Part 1: Exploring Parallel Lines Cut By A Transversal
Objective: I can use informal arguments to form conclusions about angle relationships created when parallel lines are cut by a transversal.
Figure 1
1) Here, we observe two parallel lines f and g cut by segment EF. Click on point E and move it to the left and to the right. Observe the measures of angles EGB and FHC. What do you observe?
2) Make a hypothesis about the angle relationship demonstrated by angles EGB and FHC.
3) What are some other angles with measures congruent to EGB and FHC. Explain how you know.
Figure 2
1) Here we again observe two parallel lines cut by a transversal. Click on Point E and move it to the left and to the right. What do you observe about the sum of the measures of angles EGA and FHC?
2) Make a hypothesis about the angle relationship demonstrated by angles EGA and FHC.
3) What are some other pairs of angles with the same relationship as angles EGA and FHC? Explain how you know.

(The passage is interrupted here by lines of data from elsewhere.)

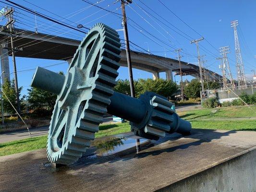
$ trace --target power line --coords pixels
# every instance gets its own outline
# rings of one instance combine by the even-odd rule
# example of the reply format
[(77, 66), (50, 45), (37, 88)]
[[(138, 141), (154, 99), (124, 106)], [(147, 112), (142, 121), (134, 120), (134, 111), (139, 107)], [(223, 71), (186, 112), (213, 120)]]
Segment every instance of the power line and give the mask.
[[(44, 19), (47, 19), (48, 20), (50, 21), (51, 21), (52, 22), (55, 23), (56, 23), (57, 24), (60, 24), (61, 25), (62, 25), (62, 26), (70, 28), (71, 29), (73, 29), (74, 30), (79, 31), (80, 32), (85, 33), (85, 34), (87, 33), (87, 32), (85, 31), (81, 30), (80, 29), (77, 29), (77, 28), (73, 27), (72, 26), (70, 26), (70, 25), (69, 25), (68, 24), (66, 24), (65, 23), (61, 22), (61, 21), (60, 20), (58, 20), (58, 19), (53, 18), (52, 17), (49, 17), (49, 16), (47, 16), (46, 15), (45, 15), (44, 14), (40, 13), (38, 12), (35, 12), (35, 11), (34, 11), (33, 10), (31, 10), (30, 9), (27, 8), (27, 7), (26, 7), (25, 6), (24, 6), (21, 5), (20, 4), (19, 4), (18, 3), (15, 3), (14, 2), (12, 2), (12, 1), (11, 1), (10, 0), (5, 0), (5, 1), (6, 1), (7, 2), (9, 2), (9, 3), (12, 3), (13, 5), (15, 5), (16, 6), (16, 7), (18, 9), (21, 9), (22, 10), (26, 12), (28, 12), (34, 14), (35, 15), (37, 15), (37, 16), (39, 16), (39, 17), (40, 17), (41, 18), (44, 18)], [(0, 1), (0, 2), (1, 2), (2, 3), (4, 3), (4, 2), (2, 1)], [(6, 4), (8, 4), (8, 3), (6, 3)], [(13, 6), (13, 5), (11, 5), (11, 6), (12, 6), (12, 7), (15, 7), (15, 6)], [(90, 29), (89, 28), (87, 28), (87, 27), (85, 27), (85, 28), (87, 29)]]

4) When two parallel lines are cut by one transversal, how many total angle measures will there be in the entire figure, assuming no other lines or segments are present?
Figure 3
1) In this example, our two lines are not parallel. Drag Point E to the left and to the right as you have in the previous examples. What is different about this figure? How does it affect the observations you made in the previous examples? Be specific in your explanation.
2) Look at angles BGH and EGA. Why do these angles remain congruent even though the two lines are not parallel? Make a specific distinction between the relationships observed in the first two figures and this figure.